Optimization
Motivation
Unconstrained Optimization - Newton’s Method
Video transcript :
The focus is on unconstrained optimization, meaning we are given a multivariable function in $n$ variables $f$ without any constraints on the variables. We want to find the point $x$ that minimizes the function $f(x)$.
$$ f: \mathbb{R}^n \to \mathbb{R} $$ $$ \min_{x \in \mathbb{R}^n} f(x) $$
One way of finding the minimum could be to eyeball it after drawing the function, however this method would only work as the dimension of the function is inferior to 2 and even for those functions this method is not precise. In some application like Machine Learning or Robotics, the functions that we want to minimize can have tens, thousands, or even millions of variables, making it impractical to visualize them.
Some of the most useful and used algorithms belong to the families of iterative optimization algorithms, which progressively refine their estimates of the minimum. The Newton’s method is one such algorithm as we will see.
The process of those algorithms is as follows:
- Initialization: Start with an initial guess $x_0$ for the minimum (often chosen randomly or based on prior knowledge).

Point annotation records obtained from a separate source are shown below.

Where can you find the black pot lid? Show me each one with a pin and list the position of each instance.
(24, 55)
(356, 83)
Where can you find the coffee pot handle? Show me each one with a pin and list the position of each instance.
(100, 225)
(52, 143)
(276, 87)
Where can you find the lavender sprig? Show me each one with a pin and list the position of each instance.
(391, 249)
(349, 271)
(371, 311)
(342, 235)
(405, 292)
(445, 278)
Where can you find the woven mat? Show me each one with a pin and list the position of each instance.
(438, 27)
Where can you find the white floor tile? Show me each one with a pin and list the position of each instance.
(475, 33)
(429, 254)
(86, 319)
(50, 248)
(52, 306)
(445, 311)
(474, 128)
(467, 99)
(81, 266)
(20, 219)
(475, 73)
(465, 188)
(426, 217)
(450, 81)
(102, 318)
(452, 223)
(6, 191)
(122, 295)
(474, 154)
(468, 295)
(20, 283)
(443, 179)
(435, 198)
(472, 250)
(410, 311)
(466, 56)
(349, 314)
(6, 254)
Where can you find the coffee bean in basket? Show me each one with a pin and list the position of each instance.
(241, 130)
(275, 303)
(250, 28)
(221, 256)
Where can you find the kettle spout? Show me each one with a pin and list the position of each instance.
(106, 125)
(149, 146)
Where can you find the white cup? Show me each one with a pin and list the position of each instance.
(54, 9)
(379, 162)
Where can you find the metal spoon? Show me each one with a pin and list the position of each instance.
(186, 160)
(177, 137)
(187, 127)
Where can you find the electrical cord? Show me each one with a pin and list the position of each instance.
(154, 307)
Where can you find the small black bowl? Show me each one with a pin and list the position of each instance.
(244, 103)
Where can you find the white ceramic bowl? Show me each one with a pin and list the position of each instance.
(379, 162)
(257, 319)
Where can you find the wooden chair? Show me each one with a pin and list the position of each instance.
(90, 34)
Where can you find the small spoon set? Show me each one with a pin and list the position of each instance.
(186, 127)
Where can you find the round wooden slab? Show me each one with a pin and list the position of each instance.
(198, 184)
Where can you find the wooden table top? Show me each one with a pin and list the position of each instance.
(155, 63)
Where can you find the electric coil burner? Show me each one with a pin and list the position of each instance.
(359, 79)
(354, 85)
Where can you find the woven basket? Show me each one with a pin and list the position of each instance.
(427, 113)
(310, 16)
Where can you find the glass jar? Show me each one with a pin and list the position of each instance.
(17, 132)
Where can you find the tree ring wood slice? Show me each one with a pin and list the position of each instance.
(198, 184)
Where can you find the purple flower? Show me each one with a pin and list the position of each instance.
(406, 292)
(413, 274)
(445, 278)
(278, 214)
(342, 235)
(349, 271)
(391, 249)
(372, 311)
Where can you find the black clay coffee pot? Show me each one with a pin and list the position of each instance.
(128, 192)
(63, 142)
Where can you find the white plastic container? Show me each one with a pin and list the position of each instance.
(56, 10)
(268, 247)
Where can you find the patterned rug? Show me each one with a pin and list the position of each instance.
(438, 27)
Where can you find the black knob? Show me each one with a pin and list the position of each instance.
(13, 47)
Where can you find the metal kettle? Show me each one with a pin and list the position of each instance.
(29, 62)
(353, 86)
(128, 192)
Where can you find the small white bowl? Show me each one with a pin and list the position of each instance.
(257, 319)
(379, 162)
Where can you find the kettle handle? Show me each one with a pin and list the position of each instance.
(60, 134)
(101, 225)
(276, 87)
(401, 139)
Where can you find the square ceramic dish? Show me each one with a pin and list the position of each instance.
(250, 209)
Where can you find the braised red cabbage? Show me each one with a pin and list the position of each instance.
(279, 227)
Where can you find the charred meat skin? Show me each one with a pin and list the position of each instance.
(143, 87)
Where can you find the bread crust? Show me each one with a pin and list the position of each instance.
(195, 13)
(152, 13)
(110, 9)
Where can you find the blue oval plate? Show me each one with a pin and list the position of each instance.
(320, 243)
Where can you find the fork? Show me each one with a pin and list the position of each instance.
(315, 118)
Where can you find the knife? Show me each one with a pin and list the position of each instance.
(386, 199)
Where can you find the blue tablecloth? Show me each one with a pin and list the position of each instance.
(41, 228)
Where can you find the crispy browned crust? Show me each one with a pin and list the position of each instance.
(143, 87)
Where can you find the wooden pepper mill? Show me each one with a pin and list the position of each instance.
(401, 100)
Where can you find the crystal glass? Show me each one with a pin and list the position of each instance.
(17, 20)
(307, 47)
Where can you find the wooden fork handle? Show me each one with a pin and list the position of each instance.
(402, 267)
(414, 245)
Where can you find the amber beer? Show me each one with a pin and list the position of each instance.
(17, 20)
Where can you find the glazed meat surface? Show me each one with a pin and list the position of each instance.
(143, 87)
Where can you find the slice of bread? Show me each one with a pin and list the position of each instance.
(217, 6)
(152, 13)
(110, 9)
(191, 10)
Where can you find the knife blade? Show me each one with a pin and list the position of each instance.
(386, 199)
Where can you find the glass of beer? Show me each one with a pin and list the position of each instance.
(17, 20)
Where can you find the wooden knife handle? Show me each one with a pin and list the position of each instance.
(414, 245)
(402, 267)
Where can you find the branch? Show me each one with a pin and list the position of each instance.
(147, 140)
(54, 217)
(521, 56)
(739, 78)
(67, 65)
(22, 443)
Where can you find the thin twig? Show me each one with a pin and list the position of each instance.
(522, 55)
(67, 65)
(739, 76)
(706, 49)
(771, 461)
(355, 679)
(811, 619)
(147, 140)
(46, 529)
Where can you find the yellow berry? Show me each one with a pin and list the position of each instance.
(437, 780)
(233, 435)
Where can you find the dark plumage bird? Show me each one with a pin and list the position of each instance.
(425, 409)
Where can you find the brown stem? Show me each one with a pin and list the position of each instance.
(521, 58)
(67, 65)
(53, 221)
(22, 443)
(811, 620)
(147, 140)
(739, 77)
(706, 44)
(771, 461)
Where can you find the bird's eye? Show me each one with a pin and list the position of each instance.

- Iteration: Pick a direction, i.e. a vector $d_0$, and follow it to obtain $x_1$. To track how much progress have been made, calculate the value of $x_1 = f(x_1)$. Hopfully $f(x_1) \leq f(x_0)$, meaning we have descended the value on the graph traced by $f(x)$ in space. This direction $d_0$ is usualy called a descent direction. Then iteratively, at step $k$ we calculate $x_{k+1} = x_k + d_k$.
- Convergence Check: Repeat the iteration until convergence criteria are met (e.g., the change in function value is below a threshold).
The way to chose the direction step $d_k$ in the iteration step is crucial to achieve convergence to the optimal solution in a reasonable time frame. The chosen algorithm’s will depend on the choice made for this direction.
To pick a good descent direction, we need to understand how the function $f(x)$ behaves in the vicinity of the current point $x_k$. This is typically done using the gradient $\nabla f(x_k)$, which points in the direction of steepest increase. The negative gradient $-\nabla f(x_k)$, therefore, points in the direction of steepest descent.
Example : ($n=1$) $$ f(x) = \frac{1}{20} x^4 - \frac{2}{5} x + 1 $$
$$ f’(x) = \frac{f(x) - f(x_k)}{x - x_k} \Rightarrow f(x) \approx f(x_k) + \color{orange}{f’(x_k)} \color{black}{(x - x_k)} \tag{1} $$
We can observe that locally around the point $x_k$, the function $f(x)$ can be approximated by a linear function. This is the essence of gradient-based optimization methods: they use the local linear approximation to guide the search for the minimum as linear functions are simpler to optimize.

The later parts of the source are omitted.